Workload Orchestration with Nomad

Nic

4 years ago

After getting your services to where they can find each other using Consul the next step is in deployment. There are a few options out there for deploying infrastructure. This guide will focus on Nomad by Hashicorp because of the integration with Consul and the ease of deployment.

What is Nomad?

Nomad is a workload orchestration tool created by Hashicorp. Workloads that can be deployed span from containers to scripts. This means that even applications that exist as jars, or shell scripts can be orchestrated by Nomad. This gives developers freedom in how they build an application. This also gives the ops side the ability to deploy workloads that have not been containerized.

Nomad also integrates with other Hashicorp offerings. It can connect with Consul to allow for easy and automatic service registration of workloads. It can also work with Vault for handling secrets management.

Nomad comes as a pre-compiled binary for most major operating systems. This makes the installation simple and almost identical to the install we did for Consul. This means the installation can easily be scripted by a state management tool like Ansible.

The heart of the workload orchestration with Nomad is the Job spec. Jobs are the high level grouping of a deployment. Jobs are further broken down into groups. Then the groups are broken down into tasks, which are the actual execution. This layered approach allows for easy grouping of components to match the architecture.

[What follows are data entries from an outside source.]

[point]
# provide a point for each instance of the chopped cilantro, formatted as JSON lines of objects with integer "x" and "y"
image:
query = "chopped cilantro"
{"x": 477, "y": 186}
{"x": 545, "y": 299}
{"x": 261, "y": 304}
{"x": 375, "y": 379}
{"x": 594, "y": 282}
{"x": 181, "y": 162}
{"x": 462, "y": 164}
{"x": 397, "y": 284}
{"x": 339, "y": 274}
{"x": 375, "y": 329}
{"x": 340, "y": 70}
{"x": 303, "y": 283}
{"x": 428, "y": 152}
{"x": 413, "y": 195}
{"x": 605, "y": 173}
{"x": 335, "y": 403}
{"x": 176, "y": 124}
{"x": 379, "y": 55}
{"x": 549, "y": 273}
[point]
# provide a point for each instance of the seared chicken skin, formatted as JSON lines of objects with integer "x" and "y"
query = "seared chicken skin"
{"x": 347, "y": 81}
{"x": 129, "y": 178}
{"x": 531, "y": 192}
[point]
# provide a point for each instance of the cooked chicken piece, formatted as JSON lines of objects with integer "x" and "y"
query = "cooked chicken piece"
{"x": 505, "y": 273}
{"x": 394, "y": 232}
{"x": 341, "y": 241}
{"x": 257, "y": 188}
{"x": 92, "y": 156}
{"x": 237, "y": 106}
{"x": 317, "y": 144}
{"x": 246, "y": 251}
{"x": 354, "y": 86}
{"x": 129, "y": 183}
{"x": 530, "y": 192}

The Jobs are built out using HCL which is the Hashicorp Configuration Language. Once written the file can be passed to Nomad through the UI, the API, or the CLI. Similar to the other Hashicorp products, Nomad offers multiple ways to accomplish almost any task. This flexibility makes it easy to integrate into existing workflows.

The Job Specification

Writing Job specs is the most important facet of Nomad. To get the most from the tool you will need to be able to write the job to match what you want. To help with this Nomad has provided a large number of features and options around how the job is defined. I’ll quickly walk through some of the features using the example from Nomad.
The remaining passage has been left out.